Uses **`DockerActuator`** if Docker is available (see [docs/SDK.md](docs/SDK.md)). The script sleeps **3 seconds** between timeline steps so container reconciliation is visible.

## Using the SDK in code

```python
from pathlib import Path
from telos import TelosRuntime, TelosParser, DockerActuator

rt = TelosRuntime()
rt.attach_actuator(DockerActuator())

# Canvas-style chained matrices
result = rt.tick(
    {"router": router_dict, "hardware": hardware_dict},
    {"cap_s1": 1.0, "cost_s1": 20.0},
)

# Or a single combined matrix from a .telos file
schema = TelosParser.load(Path("infrastructure.telos"))
result = rt.tick({"main": schema}, {"us_cap": 1.0, "eu_cost": 20.0})
```

See [docs/SDK.md](docs/SDK.md) for the full contract and security notes.

## Configuring the agent

`TelosAgent` picks a backend from **`TELOS_LLM_BACKEND`** (if set) or the constructor; otherwise **`auto`**:

| Order (`auto`) | Condition |
|----------------|-----------|
| OpenAI | `OPENAI_API_KEY` is set |
| Ollama | Ollama is reachable **and** the configured model is installed |
| Mock | Fallback (prints a warning) |

### Environment variables

| Variable | Purpose |
|----------|---------|
| `OPENAI_API_KEY` | OpenAI API key |
| `TELOS_LLM_BACKEND` | `auto` · `openai` · `ollama` · `mock` |
| `OLLAMA_HOST` | Ollama base URL (default `http://127.0.0.1:11434`) |
| `TELOS_OLLAMA_MODEL` | Model name (default `llama3.2`) |
| `TELOS_PORT` | Canvas HTTP port (default `8000`) |
| `TELOS_RELOAD` | `1` / `true` for uvicorn autoreload |

**Ollama:** run `ollama serve`, then `ollama pull <model>` for `TELOS_OLLAMA_MODEL`.

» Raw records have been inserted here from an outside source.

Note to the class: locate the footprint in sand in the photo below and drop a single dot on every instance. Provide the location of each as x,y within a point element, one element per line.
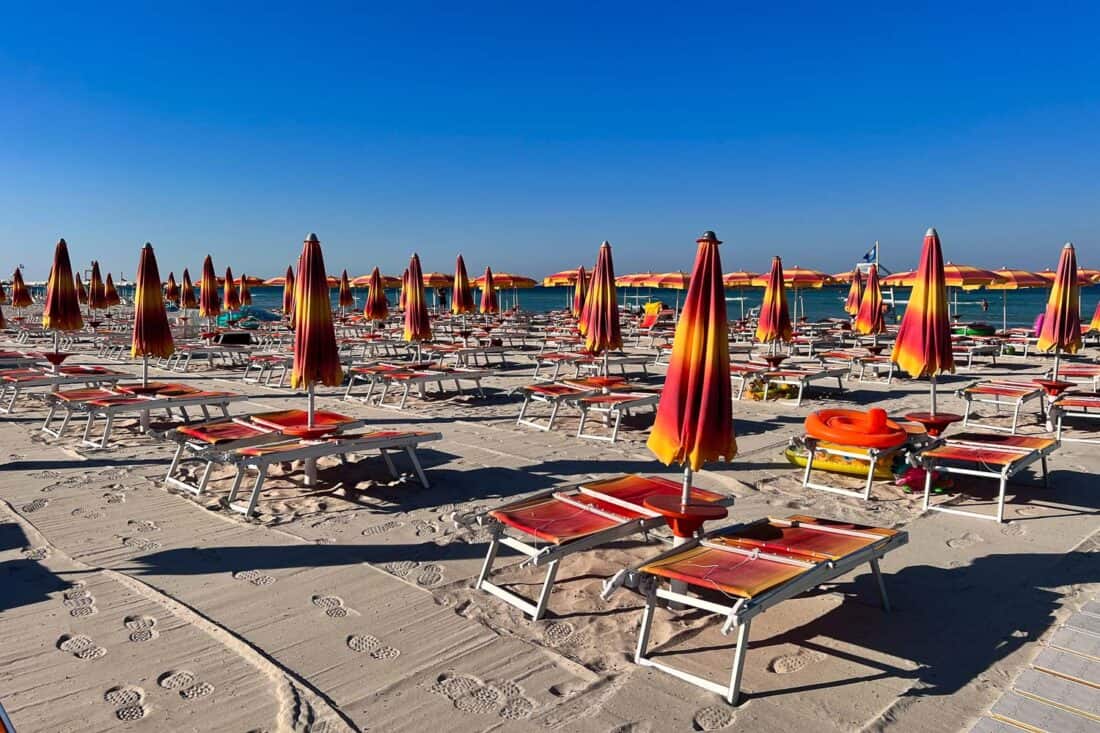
<point>332,605</point>
<point>254,577</point>
<point>372,646</point>
<point>712,718</point>
<point>128,701</point>
<point>142,628</point>
<point>792,663</point>
<point>36,505</point>
<point>80,646</point>
<point>968,539</point>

## TIR shape (SymPy / SciPy reference)

Expressions must be valid for **SymPy** (`sympify`). Invariants: **`eq`** → expression == 0, **`ineq`** → expression ≥ 0.

```json
{
  "ontology": {
    "variables": ["x", "y"],
    "bounds": [[0.0, 1.0], [0.0, 1.0]]
  },
  "teleology": {
    "direction": "minimize",
    "objective": "x + 2*y"
  },
  "invariants": [
    { "type": "eq", "expression": "x + y - 1.0" },
    { "type": "ineq", "expression": "0.5 - x" }
  ]
}
```

Build in code with `TIRSchema` / nested models (`telos/schema.py`, `main.py`). Optional **`ontology.parameters`** name symbols filled from runtime context.

## Limitations

- **TIR track:** continuous `SLSQP` only; no mixed-integer guarantees.
- **MILP track:** CBC via PuLP; `eval` on objectives/constraints — **trusted input only** unless you add a safe evaluator.
- Prototype “executable matrix” is a **dict of numbers**, not a binary tensor format.

## License

[MIT](LICENSE) — see `LICENSE` in this directory.

## Contributing

See **[CONTRIBUTING.md](CONTRIBUTING.md)** for dev setup, **pytest**, and PR expectations. Issues and PRs welcome: safer parsing, extra solvers, actuator plugins, PyPI polish, or richer matrix graphs. By contributing, you agree your contributions are under the same terms as this project (MIT).